In case you laughed so hard that you experienced a case of temporary amnesia, Technics’ re-introduced their SL-1200 turntables at a price-point of $4,000. The new-ish CDJ-3000 will run you $2,500 (though part of that is a surcharge subsidizing all the journalists they’re paying to write about them).

It’s hard to remember that this field started with (or was at least kickstarted by) stolen gear snatched during the New York City brown-outs in 1977. I think everyone in the audio gear industry would prefer that you forgot about that too.

Nearly all of these manufacturers are owned by “private equity” now, which assign prices to their portfolio companies’ products with ruthless algorithms designed to suck the last penny out of you before you reach your breaking point — and not one penny less. With that in mind, you might as well say screw it and just buy a home turntable based on how fucking cool it looks, because even the ultimate turntable/paperweight/conversation piece is still cheaper than the top brands’ flagship products.
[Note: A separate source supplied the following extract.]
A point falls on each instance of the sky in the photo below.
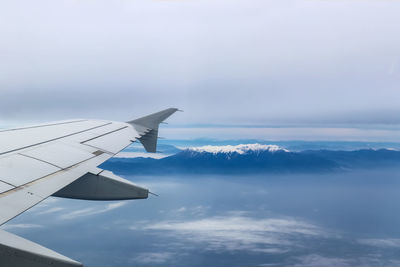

That’s what Audio-Technica’s AT-LP2022 is. You will never find a more stylish turntable than the one you can barely see. Designed as a special edition product for Audio-Technica’s 60th anniversary, the AT is a block of solid clear acrylic surrounding a belt-driven turntable. Audio-Technica is also retailing a “clear-body Shibata stylus” which they claim can pick up “ultra-high frequencies, allowing you to discover sound you’ve never heard before.”

They have a lot of copy about audio quality and to be honest I think most of that is bullshit. But there’s no doubt that this looks incredibly cool and that’s probably all that anyone really cares about anymore. A $1200 price makes this museum-looking piece pretty competitive if you want something that looks pro and sounds at least semi-pro.